Of course, I'm not sure any but one of those over 2.5 million people mattered to her when Miss Daisy's feet first stumbled onto Canadian asphalt and concrete. What she was apparently looking for was a good driver, and who better than me, although I must confess that my skin is a tad paler than that of Morgan Freeman, the actor who played Hoke Colburn, the driver in the movie, Driving Miss Daisy, the title I have unabashedly shoplifted for this blog entry.

In Toronto, you drive or you perish. The city is a labyrinth of freeways and noways, and unless one wants to remain sequestered for an entire vacation in a luxurious third-floor suite at the Hilton, well, a tourist like Miss Daisy needs transportation. Although I may not drive an air-conditioned stretch limousine, hey, I get around.

So, for a free meal or two and for a kind word or three, I drove Miss Daisy hither and yon. We managed to see the underbelly of this huge city, skipped out of town to Niagara Falls, lost 20 Canadian dollars at a casino, dropped a few more Canadian dollars on the ponies at the racetrack, had fabulous seats at a Blue Jays baseball game in Toronto's famous Skydome (now advertised as the Rogers Centre), shopped at three different mega-malls, learned all about the merchandise in Target department stores (new to Canadian culture), spent a morning watching the boats by the serene, aquamarine waters of Lake Ontario, looked up (way, way up) to see people hanging off the CN Tower, and we even got thrown out of a McDonald's drive-thru for being indecisive about what to order. I know, I know ... like, who doesn't know what to order when they hit the McDonald's drive-thru, eh?

Yes, we got lost once. My fault, entirely. At some point, while trying to listen to Miss Daisy drift on about this or that, and on definitely the hottest days of Miss Daisy's stay, I zigged when I should have zagged, and we ended up in the cargo pick-up area of the airport. Gruesome looking custom agents watched us zoom around shipping containers full of Columbian coffee and hashish, and at any moment, I half-expected to be stopped by Homeland Security officers, strip-searched and made to feel less than human. Past experience has taught me that such is the Armerican way. Fortunately, we were in Canada, so no Homeland Security, just our "Home and Native Land" Security comprised of two attack Cocker Spaniels being walked on a leash by a wisp of a red-headed girl with freckles.

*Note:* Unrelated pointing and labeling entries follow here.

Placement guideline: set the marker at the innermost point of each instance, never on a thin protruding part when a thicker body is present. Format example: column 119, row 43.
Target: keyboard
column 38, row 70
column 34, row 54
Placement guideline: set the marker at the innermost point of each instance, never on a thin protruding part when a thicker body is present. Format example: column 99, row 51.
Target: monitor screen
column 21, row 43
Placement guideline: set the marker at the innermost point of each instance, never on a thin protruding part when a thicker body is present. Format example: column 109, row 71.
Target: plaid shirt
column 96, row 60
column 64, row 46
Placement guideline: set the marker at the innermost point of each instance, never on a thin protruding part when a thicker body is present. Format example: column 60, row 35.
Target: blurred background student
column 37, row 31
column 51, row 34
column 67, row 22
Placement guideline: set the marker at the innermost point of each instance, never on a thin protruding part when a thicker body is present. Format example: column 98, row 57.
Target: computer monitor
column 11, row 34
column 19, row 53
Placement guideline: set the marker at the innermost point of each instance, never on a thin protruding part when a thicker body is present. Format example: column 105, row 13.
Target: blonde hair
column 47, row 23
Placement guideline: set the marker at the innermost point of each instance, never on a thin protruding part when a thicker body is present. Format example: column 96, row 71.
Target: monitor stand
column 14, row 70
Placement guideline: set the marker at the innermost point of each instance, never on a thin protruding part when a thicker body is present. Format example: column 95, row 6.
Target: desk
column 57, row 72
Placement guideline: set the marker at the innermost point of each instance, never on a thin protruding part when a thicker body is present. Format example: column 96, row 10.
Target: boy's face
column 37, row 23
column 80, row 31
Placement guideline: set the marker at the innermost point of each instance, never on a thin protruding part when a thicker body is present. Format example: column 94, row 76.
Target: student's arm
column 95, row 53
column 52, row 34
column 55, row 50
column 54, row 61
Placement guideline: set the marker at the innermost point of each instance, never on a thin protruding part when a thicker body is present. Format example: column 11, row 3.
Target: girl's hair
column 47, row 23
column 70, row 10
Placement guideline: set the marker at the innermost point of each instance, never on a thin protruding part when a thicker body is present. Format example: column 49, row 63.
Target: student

In between the hurly-burly of driving this way and that, there were quieter moments as well — time spent dining in the luxurious Hilton restaurant, evening cribbage matches, hours of interesting conversation, intervals of pure escape while watching a movie or two — all punctuated by the ease of sharing another person's company. Being together never felt quite so together.

All good things come to an end, I guess, and before we knew it, it was time to pack Miss Daisy back on an aeroplane and ship her home with a suitcase of souvenirs and hopefully some wonderful memories.

As for me, well life seems a bit quieter now. It's funny how a visitor from another place can elevate your attention to how great it is to be alive. Let's face it. A life alone is a life alone. Sure, you can surround yourself with friends, kids, and grandkids, but sometimes that special someone makes the hours of every day more special.

Sharing all the twists and turns, through all the streets and back alleys, of my life reminded me that there is still so much more to see and do, so much more to experience and yet somehow less and less time in which to do it.

How we sometimes waste or postpone life drives me crazy, but I won't soon forget the all the great adventures that I had while Driving Miss Daisy.